Why an Online Presence Adds an Important Feature To Your Visibility

Michael Boerner at iQuestions shared an interesting chart with me recently on how Nielsen Media Research tracks the impact of internet advertising. It’s a “visibility map” and I’ve attached it as a .pdf to this post. The chart reveals that the prime time viewing audience for TV is evening hours between 7-10pm (nothing new there). Likewise, the radio prime time is early morning drive time, and slowly falls off over the course of the day. But the internet brings a different perspective altogether. The internet “prime time” creates a
bump over the daytime hours. In other words, during the low time when TV is building and radio is losing audience, the internet is cranking. As you can see from the chart, it’s peak is about 3pm. It’s also interesting that the lowest rating periods for the internet are higher than the lowest ratings for TV (morning) or radio (evening).
Based on this Nielson research, adding internet advertising, promotion, or programming to your media mix will make you far more visible during the day when both radio and TV are delivering less than their best audiences.

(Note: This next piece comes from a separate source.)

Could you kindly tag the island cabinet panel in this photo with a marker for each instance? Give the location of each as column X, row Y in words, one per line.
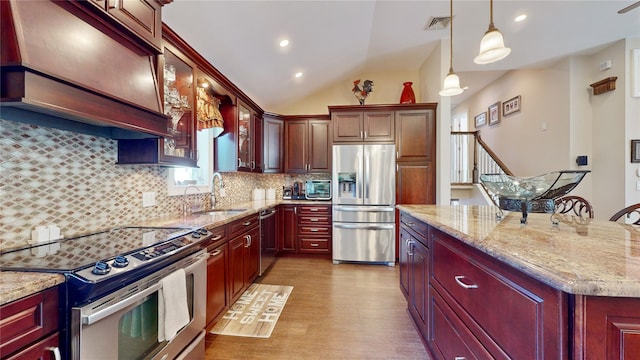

Please note: I reserve the right to delete comments that are offensive or off-topic.

  • Jeff Reid

    Hi, Phil. – when IPTV really takes off, This is a major windfall opportunity for the graphic design world. Man, are they going to be busy…the websites will have to immediately compete with the look and feel of the major networks and cable channels in order to keep the continuity. Mostly because the web-page will be 1 click away on the same HD-screen. From NBC to MSNBC.com in 3 seconds. Or, perhaps with the web-interaction as a border/frame, and the broadcast picture nestled in the middle. Is the rest of the internet world anticipating this wave? The TV sets may be web-ready, but are the websites truly ready for Primetime???

  • http://petersmythe.org Peter Smythe

    Phil, on the graph I'd like to see the breakdown of internet-video vs. internet-text.  We're seeing a great difference between our written blog/essays and our podcasts (just audio).  Given the statistics on reading, does your "Online Presence" really equate to YouTube for religious sites?